Discovery should be personal and tailored. What you see should depend on what has resonated with you before, not on what resonated with the crowd — and it should adapt to what you are actually looking for. Catching up on what your close friends shared is a different mode than seeking inspiration, which is different from meeting new people, which is different from dating. A single ranked feed cannot serve all of these. The right system knows your appreciation patterns, understands your intent, and surfaces people and ideas accordingly — while always leaving room for the unexpected, because the best connections are the ones you didn't know you were looking for.

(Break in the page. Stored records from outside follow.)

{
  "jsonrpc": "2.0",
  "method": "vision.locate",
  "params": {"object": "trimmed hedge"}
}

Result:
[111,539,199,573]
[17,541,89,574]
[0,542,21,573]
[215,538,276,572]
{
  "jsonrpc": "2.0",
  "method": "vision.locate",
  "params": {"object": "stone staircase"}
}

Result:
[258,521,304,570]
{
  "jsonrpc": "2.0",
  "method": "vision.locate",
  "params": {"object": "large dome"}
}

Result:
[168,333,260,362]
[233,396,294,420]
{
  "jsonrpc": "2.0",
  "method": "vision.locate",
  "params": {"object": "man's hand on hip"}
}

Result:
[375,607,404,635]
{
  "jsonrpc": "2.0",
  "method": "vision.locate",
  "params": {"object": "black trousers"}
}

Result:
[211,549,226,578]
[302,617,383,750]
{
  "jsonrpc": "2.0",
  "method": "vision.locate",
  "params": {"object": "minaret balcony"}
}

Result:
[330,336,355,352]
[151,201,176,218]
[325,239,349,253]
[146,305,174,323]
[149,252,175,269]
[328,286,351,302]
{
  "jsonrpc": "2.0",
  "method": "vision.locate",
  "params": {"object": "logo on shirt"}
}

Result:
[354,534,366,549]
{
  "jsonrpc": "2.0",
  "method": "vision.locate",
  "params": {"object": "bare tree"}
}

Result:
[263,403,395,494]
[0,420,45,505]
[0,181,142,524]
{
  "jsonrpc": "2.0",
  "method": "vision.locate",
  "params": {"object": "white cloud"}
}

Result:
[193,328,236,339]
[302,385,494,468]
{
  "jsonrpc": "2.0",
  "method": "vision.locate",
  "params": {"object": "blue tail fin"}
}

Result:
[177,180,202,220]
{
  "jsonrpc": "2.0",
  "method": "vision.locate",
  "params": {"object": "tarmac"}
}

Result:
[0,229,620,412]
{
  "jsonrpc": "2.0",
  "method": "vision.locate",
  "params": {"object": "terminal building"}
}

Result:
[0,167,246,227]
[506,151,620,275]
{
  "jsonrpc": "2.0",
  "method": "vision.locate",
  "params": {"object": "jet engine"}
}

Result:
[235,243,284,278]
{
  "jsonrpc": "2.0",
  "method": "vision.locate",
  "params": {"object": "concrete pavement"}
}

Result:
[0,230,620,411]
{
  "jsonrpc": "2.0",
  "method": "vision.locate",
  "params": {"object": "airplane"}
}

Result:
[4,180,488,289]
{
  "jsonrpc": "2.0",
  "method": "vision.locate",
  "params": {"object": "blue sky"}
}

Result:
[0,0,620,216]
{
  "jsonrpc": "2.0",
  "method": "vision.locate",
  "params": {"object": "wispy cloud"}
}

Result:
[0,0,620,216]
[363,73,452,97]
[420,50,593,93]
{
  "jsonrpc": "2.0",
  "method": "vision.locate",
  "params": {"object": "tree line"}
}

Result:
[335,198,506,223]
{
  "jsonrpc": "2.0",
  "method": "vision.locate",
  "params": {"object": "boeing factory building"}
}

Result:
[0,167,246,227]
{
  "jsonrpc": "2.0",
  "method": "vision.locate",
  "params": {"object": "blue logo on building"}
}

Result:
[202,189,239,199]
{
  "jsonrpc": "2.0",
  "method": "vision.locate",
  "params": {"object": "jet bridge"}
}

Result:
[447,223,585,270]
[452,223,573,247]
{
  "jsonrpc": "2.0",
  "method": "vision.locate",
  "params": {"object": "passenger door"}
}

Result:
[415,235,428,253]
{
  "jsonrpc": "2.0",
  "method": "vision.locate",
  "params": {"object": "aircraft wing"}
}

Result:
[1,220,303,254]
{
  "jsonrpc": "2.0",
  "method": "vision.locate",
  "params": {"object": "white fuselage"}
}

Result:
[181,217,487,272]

Appreciation should be specific and meaningful. Not a like. Not a heart. A signal that says this particular thing you shared landed with me. This creates a new kind of social data: not a map of who is popular, but a map of who resonates with whom, and on what. Quantity is irrelevant. Depth is everything.


Where This Matters Most

This architecture is not theoretical. It applies, with increasing urgency, to problems people face today:

Dating is the most acute case. Current platforms reduce people to photos and bios — the thinnest possible representation of identity. A system that lets you see how someone actually thinks, what they notice, what moves them, would be orders of magnitude more useful than a curated profile. The best first dates happen when you already know you click on something specific.

Finding real community after relocation. Global mobility is at all-time highs, and the social cost is enormous. People settle for the friends they find rather than the friends they'd choose. A discovery mechanism built on shared depth — not shared geography or shared nationality — changes who you meet and how fast you feel at home.

Sharing niche experiences. "How are you using AI in your daily life?" "What did parenthood actually feel like in the first month?" "Who else is obsessed with this one obscure thing?" These conversations happen constantly in private — and almost never in public, because no platform makes space for them. A content architecture that welcomes specificity would unlock countless micro-communities that currently have no home.

The broader loneliness crisis. Loneliness is not the absence of people around you. It is the feeling that no one truly gets you — what you care about, how you think, what keeps you up at night. Every mechanism described here — authentic expression, targeted discovery, specific appreciation — moves in that direction. Not toward being seen by everyone. Toward being understood by the right ones.

A post-AGI sense of identity. Artificial intelligence is steadily learning many things that used to be human territory — writing, analyzing, creating, deciding. It is not unreasonable to think it will drastically reshape how we define human self-worth. If a machine can do what you do, what is left that is yours? But taste, perspective, curiosity — these are irreducibly human things. A platform built around capturing and connecting those things is not just a social tool. It is a new way to matter.


The Bet

Social networks happened to us. We never chose to spend our lives performing for people we barely know and scrolling past people we'd actually love. We just accepted it.

This is a bet that we can do better. That a simpler way to share who you are, a smarter way to find who matters, and a deeper way to appreciate each other would change how people connect — not at the margins, but fundamentally. That the reason social networks feel hollow is not that people lost interest in each other, but that every platform so far was optimized for the wrong thing.

With the current pace of technological change, it may be the perfect moment to test whether what people truly want is to be seen by millions — or to be understood by the right ones.